Poetry is a private passion, known only to those who know me really very well. Robert Lowell is one of the first poets I read through choice and treasured more because I first discovered him in my father's own, annotated copies. I read everything I could of his, and all the books about him. I tracked down old vinyl recordings and painstakingly recorded them onto cassettes (remember those?). Hearing his voice for the first time shocked me utterly, it was so counter to the impression I'd formed.  But now, oh joyful interweb, people are putting poetry onto YouTube.

So, glass of wine in hand and vegetables roasting I can listen to Lowell, reading one of his later poems.

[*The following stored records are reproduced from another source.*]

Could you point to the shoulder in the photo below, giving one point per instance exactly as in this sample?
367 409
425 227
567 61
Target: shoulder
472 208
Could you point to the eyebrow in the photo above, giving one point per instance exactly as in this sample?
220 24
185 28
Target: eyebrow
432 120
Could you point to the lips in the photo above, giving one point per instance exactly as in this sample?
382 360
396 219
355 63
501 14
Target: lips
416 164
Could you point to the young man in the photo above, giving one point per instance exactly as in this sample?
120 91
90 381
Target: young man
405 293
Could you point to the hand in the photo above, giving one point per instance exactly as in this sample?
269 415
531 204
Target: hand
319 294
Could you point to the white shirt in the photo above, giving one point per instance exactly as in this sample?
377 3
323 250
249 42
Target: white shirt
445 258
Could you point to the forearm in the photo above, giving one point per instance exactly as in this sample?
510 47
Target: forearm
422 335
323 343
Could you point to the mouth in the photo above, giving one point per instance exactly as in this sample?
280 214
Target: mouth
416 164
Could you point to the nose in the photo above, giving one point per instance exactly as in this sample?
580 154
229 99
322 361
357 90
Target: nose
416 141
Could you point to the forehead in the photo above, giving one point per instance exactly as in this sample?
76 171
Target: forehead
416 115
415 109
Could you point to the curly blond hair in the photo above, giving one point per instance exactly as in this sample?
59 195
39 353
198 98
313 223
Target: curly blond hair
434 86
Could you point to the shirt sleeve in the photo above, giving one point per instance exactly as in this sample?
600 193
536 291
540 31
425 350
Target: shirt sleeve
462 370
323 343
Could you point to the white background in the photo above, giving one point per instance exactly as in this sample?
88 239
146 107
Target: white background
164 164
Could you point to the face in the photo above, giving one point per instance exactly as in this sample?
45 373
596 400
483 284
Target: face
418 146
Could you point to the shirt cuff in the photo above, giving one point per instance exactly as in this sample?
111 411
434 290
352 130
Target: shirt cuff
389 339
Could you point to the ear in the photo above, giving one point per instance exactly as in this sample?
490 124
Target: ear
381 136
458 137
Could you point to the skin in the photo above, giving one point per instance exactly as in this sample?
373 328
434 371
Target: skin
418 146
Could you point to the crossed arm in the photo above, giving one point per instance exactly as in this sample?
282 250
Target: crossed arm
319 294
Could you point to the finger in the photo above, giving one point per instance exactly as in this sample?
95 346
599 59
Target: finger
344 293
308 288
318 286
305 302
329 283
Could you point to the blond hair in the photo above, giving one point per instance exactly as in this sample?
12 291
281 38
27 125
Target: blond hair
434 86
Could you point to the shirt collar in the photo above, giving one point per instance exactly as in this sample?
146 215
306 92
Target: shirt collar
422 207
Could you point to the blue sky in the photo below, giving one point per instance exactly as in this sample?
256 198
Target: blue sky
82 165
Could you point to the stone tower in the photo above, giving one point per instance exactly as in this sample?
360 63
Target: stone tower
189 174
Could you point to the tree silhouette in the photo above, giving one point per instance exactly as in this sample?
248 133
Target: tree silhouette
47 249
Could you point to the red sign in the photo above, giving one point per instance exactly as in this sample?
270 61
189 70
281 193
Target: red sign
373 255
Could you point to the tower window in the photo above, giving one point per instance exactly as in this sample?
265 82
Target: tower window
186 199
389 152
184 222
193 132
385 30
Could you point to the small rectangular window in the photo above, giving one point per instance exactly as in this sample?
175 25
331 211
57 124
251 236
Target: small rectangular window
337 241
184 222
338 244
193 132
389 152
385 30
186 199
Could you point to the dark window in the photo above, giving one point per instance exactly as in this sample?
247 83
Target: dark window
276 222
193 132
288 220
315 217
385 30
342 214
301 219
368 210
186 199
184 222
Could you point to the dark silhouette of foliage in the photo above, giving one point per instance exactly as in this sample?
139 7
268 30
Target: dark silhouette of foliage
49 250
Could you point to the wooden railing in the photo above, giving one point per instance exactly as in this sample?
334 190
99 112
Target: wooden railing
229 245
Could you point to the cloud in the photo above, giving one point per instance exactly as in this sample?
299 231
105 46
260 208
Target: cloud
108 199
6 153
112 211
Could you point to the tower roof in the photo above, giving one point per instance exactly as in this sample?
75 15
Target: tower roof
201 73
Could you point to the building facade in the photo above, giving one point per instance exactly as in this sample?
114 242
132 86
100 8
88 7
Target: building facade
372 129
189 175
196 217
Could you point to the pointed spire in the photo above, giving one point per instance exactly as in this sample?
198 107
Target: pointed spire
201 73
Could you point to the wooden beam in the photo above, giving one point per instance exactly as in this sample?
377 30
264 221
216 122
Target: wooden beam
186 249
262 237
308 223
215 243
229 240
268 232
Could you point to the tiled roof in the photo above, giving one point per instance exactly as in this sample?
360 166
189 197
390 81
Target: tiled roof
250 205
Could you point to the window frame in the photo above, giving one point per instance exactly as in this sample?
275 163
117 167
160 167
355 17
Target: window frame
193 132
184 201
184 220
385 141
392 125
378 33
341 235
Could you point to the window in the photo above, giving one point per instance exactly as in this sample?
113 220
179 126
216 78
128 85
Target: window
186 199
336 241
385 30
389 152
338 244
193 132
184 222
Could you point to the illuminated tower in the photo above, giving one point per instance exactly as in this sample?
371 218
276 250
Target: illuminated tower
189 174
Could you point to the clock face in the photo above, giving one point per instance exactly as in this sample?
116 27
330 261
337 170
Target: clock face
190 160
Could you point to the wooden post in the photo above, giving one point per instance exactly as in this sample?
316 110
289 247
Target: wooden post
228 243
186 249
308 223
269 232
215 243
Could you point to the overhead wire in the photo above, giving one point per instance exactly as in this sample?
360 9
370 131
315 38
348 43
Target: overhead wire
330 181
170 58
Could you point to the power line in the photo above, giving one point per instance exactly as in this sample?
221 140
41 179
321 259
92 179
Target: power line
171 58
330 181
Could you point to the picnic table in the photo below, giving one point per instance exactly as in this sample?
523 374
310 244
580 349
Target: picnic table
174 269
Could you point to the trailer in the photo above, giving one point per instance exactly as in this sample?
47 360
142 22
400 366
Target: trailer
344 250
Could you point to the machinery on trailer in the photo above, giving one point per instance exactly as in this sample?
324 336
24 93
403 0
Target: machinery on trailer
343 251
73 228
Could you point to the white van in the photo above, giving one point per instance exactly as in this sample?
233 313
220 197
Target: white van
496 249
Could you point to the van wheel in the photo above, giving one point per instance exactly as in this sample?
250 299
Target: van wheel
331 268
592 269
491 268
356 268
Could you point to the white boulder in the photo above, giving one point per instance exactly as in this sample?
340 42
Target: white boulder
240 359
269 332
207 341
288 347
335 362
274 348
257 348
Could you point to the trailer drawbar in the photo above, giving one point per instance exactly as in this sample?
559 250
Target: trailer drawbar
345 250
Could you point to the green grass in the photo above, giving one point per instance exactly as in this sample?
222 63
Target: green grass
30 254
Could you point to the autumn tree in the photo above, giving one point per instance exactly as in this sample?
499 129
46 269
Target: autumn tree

And reminisce.

 

Monday
May232011

monday morning

 

As a stay-at-home mother, Monday mornings seem unusually quiet. It's about empty beds and full wash-baskets, but also the chance to take time for a quietly indulgent breakfast involving jam (will my extravagance never end?) and a catch up with the weekend papers.

School drop-off today saw all the children being herded into the hall as there was apparently 'a slight smell of gas in the science labs'. Oh. So moving everyone into a building 20 feet away from the science labs offers ideal protection from an impending explosion. 

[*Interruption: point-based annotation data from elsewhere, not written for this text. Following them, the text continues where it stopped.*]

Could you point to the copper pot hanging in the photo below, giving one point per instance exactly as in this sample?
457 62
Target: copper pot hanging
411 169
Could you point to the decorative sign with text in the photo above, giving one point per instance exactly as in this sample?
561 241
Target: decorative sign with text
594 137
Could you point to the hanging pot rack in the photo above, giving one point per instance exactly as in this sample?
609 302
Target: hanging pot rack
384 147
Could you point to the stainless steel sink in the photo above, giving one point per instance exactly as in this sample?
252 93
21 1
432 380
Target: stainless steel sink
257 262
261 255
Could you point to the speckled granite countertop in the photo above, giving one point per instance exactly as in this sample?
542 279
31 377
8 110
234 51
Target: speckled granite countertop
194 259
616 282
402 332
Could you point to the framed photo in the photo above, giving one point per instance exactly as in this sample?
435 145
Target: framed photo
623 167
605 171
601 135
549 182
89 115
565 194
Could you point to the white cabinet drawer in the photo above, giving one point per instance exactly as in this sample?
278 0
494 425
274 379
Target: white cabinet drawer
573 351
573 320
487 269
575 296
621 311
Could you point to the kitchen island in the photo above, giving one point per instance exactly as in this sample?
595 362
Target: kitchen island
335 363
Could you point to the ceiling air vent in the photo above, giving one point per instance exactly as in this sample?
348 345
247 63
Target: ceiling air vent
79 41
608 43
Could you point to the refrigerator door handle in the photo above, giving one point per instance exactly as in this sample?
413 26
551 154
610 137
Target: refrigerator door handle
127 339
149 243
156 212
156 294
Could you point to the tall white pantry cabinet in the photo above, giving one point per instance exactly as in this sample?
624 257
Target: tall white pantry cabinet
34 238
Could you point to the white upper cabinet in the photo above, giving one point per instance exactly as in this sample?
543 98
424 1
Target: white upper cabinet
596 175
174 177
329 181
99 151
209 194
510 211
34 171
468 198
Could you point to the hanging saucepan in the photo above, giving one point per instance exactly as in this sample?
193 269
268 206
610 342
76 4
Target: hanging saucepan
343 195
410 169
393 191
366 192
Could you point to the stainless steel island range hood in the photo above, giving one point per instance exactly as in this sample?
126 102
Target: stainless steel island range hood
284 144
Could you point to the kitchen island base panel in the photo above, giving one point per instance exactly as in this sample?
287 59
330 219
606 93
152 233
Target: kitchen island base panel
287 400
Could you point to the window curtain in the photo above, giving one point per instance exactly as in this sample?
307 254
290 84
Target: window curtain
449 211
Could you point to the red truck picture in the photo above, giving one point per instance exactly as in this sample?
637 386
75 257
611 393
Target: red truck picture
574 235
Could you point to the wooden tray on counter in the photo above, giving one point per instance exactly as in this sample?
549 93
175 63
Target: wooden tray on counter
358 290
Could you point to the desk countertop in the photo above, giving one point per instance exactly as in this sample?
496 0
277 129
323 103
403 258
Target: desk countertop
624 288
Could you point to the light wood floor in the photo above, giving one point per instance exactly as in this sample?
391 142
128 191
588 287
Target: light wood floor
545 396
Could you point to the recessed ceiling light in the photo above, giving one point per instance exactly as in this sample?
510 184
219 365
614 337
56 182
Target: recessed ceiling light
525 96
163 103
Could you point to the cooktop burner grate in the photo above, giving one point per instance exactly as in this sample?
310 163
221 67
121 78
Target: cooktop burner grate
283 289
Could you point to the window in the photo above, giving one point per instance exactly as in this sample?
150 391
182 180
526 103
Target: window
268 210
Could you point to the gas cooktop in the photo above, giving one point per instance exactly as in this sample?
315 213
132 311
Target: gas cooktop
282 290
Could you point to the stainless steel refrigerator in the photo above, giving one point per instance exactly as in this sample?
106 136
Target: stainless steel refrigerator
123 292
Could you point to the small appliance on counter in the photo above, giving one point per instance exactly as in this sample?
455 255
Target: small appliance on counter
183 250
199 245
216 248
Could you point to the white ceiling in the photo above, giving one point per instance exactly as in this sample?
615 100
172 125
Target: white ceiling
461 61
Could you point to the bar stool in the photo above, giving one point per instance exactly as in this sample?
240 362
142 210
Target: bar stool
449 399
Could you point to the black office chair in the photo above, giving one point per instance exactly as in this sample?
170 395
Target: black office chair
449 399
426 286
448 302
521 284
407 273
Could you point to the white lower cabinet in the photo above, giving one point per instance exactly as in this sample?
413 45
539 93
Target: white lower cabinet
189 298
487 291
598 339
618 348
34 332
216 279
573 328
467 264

To take my mind off potential disasters I'm going to play this on repeat while my second pot of coffee brews (once again pushing out the boat of excess). Not the best quality video but who needs boring old clarity when you have fabtastic prints, Cass grooving, Michelle Phillips' beautiful face and a man with tight, stripy trousers? Whether you're at home or at work, happy monday to you.

 

 

 

Sunday
May222011

reasons to be cheerful (part 3)

 

Rainbows. Fleeting and elusive, revealing the ultimate beauty and complexity of light, they seem like such a gift. I remember my 12th birthday, walking home from school with friends as a double rainbow appeared directly over our heads.  We stood awhile in awed silence, arms around each other. 

So here's to summer days making rainbows with sprays of water and hunting them down in sudden summer showers.

 

 

Thursday
May122011

nostalgia

Sometimes I'm caught out by a photo or a letter that slips out of a 'strictly in the past' album shelved out of reach amidst a tangle of gift bags that accumulate dustily. Today it was music. Two tracks that shuffled next to each other and sent me back to another lifetime. And the clouds gathered over my house and, for a while, the rain fell in bursts. Actually, not metaphorically. Weather and music combined synchronistically to induce a rush of nostalgia that took my breath away.

Now the sun's out again and I have a school cake sale to attend and swimming to cheer on, and risotto ingredients to buy and prepare. And life continues on.

 

Monday
Mar282011

good morning

Do you have a sense of how the day will unfold before you've even opened your eyes? My checklist starts the moment I begin to surface: have I slept well - do I smell burning toast (or worse, the smell of old burning crumbs) - what's with the noise? - is it raining? Then there's a nebulous sense of uneasy discomfort that's sometimes present, as expressed in Jenny Holzer's plaque. It's funny and true and self-indulgent so I typed it out and have it propped to remind me, maybe, to chill.

Once I'm up the worst is over. Unless there's no milk for coffee (or worse, no coffee) or we have visitors and I'm expected to speak, smile and make breakfast all at once. But there are things that reliably make for a good morning. Sitting outside is one of them - in silence, with coffee and an egg or two, sourdough toast or, on a weekend, a warmed croissant. The iron tang of a frosty morning is as appealing to me as the wet green of a spring day and with a bit of air, warm coffee and diverting birdly antics, I'll be happier by the minute.

Then there is light. The low slant of a winter morning or hot yellow of a hot summer day are the spurs I need to get up and get out. I stalk light around the house with my camera. It's elusive, forcing me to work fast and, at the same time, to look.  

A good morning is a fine thing. What do you need to make your morning sing? I'd love to know.